Gece yarısına doğru yeniden arar baba. Yardımı sorar. Beklerler ama ne gelen vardır ne de bir haber. Gece yarısını biraz geçtikten sonra, babasının kucağında, yaşamın ağır şartlarına dayanamayan küçük Muharrem yaşama veda eder.
Jandarma neden gelmedi bilinmez ama 112 acil merkezinin mazereti anlamsızdır.
“Merkeze gelen aramaların çoğunun sahte olduğunu, bu nedenle doğrulatma görevleri olduğunu, doğrulatamadıkları için de yardım göndermediklerini” söylerler.
Babanın çaresizliği içini acıtır. Akrabalarını arar ve oğlunun öldüğünü söyler. Defnedilmesi için otopsi gerekmektedir. Sabah oğlunun cansız bedenini bir çuvala koyup sırtına bağlayan baba, on sekiz kilometre uzaktaki köye gitmek üzere yola çıkar. Altı saat oğlunun cansız bedenini sırtında, çuval içinde taşır/taşımak zorunda kalır…
Üç yaşındaki çocuğun tedavi görememesi mi, babanın öpmeye kıyamadığı oğlunun cansız bedenini saatlerce sırtında, çuval içinde taşımak zorunda kalması mı, yoksa inanmadıklarından dolayı tedavi için araç göndermeyenlerin yargılanmaması mı?
Hangisi daha kötü?
* * *
Şırnak, Cizre, Cudi Mahallesi…
Eylülün yedisi…
Yıl, 2015…
Cemile Cizir Cağırga, on yaşında. Henüz doğmamışken, yirmi üç yıl önce, ailenin evine düşen havan mermisiyle, birisi kardeşi olmak üzere yedi akrabasını kaybetmiş. Sekiz kardeşten birisi. Sokağa çıkma yasakları devam ediyor. Silah seslerinin nereden geldiğini anlamak için kapının önüne çıkan annesinin yanına gittiği sırada vuruluyor. Annesinin kucağında can veriyor.
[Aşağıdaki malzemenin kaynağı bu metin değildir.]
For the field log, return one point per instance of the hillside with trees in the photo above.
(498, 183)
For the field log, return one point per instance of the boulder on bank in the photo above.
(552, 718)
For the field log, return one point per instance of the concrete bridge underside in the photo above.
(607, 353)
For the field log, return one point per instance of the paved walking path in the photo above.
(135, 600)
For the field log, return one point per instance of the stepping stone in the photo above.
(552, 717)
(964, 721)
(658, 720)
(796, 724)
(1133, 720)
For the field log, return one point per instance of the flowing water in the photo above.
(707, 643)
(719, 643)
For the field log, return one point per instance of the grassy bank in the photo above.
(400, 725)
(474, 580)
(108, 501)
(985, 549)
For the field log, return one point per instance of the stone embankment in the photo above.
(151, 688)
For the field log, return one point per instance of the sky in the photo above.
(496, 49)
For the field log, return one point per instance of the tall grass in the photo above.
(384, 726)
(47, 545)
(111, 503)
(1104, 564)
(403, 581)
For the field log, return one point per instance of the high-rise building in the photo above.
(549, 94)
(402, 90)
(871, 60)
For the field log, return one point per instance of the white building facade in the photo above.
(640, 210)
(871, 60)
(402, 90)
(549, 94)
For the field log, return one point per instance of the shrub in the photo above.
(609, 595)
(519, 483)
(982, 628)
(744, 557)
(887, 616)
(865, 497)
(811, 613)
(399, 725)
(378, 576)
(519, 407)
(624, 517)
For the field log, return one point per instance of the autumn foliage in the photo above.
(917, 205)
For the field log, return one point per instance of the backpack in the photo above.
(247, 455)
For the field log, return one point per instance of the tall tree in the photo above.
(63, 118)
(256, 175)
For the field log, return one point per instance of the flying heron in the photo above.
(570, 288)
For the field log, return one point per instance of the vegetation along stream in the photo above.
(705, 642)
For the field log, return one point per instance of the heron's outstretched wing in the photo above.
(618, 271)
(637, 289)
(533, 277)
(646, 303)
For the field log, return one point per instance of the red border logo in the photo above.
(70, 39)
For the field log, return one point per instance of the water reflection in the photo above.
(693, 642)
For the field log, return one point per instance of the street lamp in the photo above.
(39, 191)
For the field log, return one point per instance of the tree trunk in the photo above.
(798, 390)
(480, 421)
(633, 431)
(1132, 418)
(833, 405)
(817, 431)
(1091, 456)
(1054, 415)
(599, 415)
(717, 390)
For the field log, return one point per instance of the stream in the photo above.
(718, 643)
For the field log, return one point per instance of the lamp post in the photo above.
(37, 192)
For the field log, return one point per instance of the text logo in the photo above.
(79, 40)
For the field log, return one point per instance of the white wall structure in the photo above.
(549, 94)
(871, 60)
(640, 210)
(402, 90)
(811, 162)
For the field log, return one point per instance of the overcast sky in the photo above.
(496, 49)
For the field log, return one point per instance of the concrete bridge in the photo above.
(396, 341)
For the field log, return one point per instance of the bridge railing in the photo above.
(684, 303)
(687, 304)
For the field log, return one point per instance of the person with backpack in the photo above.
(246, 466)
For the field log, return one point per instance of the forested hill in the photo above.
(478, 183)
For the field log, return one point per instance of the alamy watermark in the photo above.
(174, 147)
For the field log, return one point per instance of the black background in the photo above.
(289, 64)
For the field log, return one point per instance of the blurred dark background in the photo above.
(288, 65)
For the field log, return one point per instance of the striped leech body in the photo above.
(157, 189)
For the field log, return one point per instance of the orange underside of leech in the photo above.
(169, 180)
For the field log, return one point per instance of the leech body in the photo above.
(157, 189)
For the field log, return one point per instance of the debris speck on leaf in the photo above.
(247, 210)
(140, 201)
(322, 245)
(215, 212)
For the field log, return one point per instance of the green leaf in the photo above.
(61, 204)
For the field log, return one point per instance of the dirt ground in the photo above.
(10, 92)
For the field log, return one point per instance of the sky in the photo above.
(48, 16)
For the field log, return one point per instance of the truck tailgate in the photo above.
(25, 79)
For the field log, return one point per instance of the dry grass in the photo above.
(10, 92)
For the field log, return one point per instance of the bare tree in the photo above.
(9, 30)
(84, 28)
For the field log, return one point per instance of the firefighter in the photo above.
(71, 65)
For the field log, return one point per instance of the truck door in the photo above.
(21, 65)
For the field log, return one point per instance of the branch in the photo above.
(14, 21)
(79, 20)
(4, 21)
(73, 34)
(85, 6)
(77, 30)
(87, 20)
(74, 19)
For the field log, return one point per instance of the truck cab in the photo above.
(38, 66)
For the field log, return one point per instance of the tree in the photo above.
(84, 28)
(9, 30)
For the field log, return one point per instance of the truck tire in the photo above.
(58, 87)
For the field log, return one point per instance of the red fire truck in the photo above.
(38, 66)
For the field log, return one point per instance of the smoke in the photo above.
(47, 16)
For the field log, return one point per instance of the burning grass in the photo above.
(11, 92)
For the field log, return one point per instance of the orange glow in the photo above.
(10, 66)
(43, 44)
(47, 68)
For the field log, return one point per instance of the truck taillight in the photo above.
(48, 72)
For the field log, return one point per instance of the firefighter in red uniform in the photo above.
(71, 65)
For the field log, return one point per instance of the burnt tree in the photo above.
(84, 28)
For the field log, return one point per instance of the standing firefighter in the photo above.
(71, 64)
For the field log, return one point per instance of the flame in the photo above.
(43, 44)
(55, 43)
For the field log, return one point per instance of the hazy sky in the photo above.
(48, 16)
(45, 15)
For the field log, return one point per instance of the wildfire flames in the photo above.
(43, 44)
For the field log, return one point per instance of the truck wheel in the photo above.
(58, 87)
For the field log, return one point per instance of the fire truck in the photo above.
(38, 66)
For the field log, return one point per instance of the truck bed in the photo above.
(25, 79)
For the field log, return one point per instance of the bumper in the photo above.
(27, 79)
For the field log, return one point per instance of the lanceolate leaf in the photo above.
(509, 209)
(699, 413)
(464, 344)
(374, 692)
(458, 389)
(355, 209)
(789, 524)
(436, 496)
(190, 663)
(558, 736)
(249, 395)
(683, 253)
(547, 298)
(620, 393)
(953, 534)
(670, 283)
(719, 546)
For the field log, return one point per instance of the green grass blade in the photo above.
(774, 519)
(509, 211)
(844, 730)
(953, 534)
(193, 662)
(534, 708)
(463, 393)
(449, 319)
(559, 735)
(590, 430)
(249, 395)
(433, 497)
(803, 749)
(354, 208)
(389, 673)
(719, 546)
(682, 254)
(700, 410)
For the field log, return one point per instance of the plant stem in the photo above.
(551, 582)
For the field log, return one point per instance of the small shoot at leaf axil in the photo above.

Annesi, sabaha kadar beraber uyuyor Cemile ile. Sabah saçlarına ve ellerine kına yakıyor. Yıkayıp temizliyor. Kokmaması için derin dondurucuya koyuyor.
Üç gün kalıyor derin dondurucuda, yanında annesi, Emine ana…
Yirmi üç yıl önce yedi yakınını havan mermisiyle kaybetmek mi, istemedikleri savaşta kendisini korumakla görevli olanlarca öldürülmek mi, öldükten sonra dondurucuda kalmak mı, annenin ölmüş çocuğuna kına yakması mı yoksa on yaşındayken öldürüldükten sonra “terörist” olarak ilan edilmek mi?
TIKLAYIN - SURUÇ'TAN BUGÜNE 20 ÇOCUK ÖLDÜRÜLDÜ
Hangisi daha kötü?
Yargılanmaksızın suçlu ilan edilmek mi?
Yargılanmaksızın öldürülmek mi?
Yargılamaksızın suçlu ilan eden ve öldürenlerin yargılanmamaları mı?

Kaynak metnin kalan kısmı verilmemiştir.